Confession Of A Therapist Who Disturbed The Family Script

Recently, on one of the psychotherapy forums I’m part of, someone wrote that they were going on holiday soon and were thinking of not telling anyone there that they were a therapist. At first, I found this surprising. But then I began to understand what she meant.

Each time I mention that I’m a therapist, something happens. People respond in very particular ways. Some become guarded, while others open up far beyond what feels comfortable. The line between ordinary conversation and something more intimate begins to blur, and I have to draw it back with words like, “I’m not your therapist.”

I think it’s to do with what this profession symbolises in the collective imagination. Therapy carries associations of healing — and perhaps of moral or emotional authority. The therapist becomes, consciously or not, a kind of psychological messenger. I see it in my work with clients who hold on to my words with the hope that one of them might bring a moment of transformation. I see it in myself, too, when I sit with my own therapist — how I listen carefully, projecting meaning into their words depending on where I am internally. In our language, we call this transference.

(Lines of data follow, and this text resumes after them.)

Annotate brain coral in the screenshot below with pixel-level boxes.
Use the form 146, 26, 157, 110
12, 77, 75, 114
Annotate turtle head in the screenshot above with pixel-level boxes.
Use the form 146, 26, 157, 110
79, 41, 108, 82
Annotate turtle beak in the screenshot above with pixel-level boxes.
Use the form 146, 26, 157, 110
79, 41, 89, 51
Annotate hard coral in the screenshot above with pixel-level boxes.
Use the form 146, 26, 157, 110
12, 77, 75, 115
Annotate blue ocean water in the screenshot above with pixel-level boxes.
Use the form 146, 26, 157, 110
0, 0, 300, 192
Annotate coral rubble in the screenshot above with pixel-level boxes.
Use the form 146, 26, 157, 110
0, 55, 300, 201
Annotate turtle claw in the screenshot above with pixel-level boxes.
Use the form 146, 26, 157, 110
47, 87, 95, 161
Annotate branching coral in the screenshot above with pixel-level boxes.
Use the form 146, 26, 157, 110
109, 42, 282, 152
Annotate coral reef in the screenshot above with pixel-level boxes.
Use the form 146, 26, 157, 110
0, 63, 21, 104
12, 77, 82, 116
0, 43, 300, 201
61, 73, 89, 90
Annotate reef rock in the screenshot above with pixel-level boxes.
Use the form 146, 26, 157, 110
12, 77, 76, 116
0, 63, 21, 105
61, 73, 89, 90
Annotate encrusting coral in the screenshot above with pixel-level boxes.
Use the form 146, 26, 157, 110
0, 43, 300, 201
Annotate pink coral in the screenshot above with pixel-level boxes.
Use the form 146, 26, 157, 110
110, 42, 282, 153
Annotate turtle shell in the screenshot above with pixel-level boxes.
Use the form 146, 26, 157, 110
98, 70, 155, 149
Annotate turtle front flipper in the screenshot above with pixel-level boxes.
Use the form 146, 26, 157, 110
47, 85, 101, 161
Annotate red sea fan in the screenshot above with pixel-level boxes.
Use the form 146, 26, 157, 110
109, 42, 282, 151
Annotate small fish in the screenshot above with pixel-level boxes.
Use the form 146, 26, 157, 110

But in my personal life, the same mechanism seems to awaken spontaneously. Saying “I’m a therapist” can trigger a whole range of reactions: “Are you reading my mind now?” or “Please, don’t therapise me!” Sometimes there’s admiration; sometimes suspicion; sometimes a nervous joke. Being a therapist seems to stir something in others — something that belongs to the shadow, to use Jung’s word for the unacknowledged parts of ourselves. Even outside the consulting room, that dynamic of projection is at play.

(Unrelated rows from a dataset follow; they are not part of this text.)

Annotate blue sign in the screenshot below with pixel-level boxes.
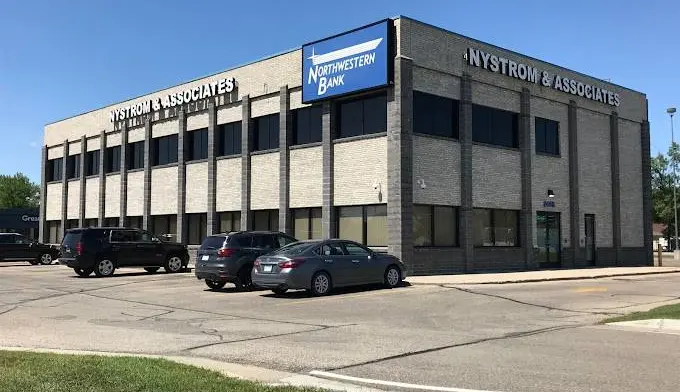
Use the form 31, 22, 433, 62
302, 20, 391, 103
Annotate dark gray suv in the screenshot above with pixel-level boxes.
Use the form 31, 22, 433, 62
195, 231, 297, 290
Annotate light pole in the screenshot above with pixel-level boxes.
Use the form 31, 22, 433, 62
666, 108, 680, 261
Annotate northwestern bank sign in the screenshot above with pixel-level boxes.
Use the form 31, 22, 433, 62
109, 78, 236, 122
464, 48, 620, 106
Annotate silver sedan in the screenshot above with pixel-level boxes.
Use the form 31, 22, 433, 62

When I began my training, I noticed how my new identity also shifted things within my family. I seemed to take the place of the healer, and all kinds of unspoken emotions began to find their way toward me. At times, It felt as though the family’s shadows had resurfaced to be processed — and that I was somehow equipped to receive them. Frankly, I wasn’t. Quite the contrary. It was difficult even to begin explaining what I thought was happening. There was chaos and turbulence — until, eventually, there wasn’t.

Becoming a therapist meant deconstructing the loyalties that had once kept our family system in balance — and balance resists change. It was as if, by choosing this profession, I had stepped out of the family script. I began to say, “This no longer fits me,” “I can’t keep playing this role.” The system reacted.

It reminded me of a theatre play: all the characters are performing their parts, and suddenly one of them changes their lines. The story falters. For a while, there is confusion and even anger towards the character who disrupted the plot.

This, I believe, is what happens when anyone begins therapy. A person creates a new culture for themselves — a new emotional language that others in the system may not yet understand. The challenge is whether those around them can learn that new language too or at least tolerate its presence. Sometimes they can; sometimes they can’t, and relationships need to rest or reshape until a new equilibrium appears.

I think of that colleague on the forum who didn’t want to tell anyone she was a therapist.
Perhaps she sensed this — that stepping into the role of therapist or client changes the play for everyone.


The only question that remains is whether we can stay on stage with love, even when the story changes.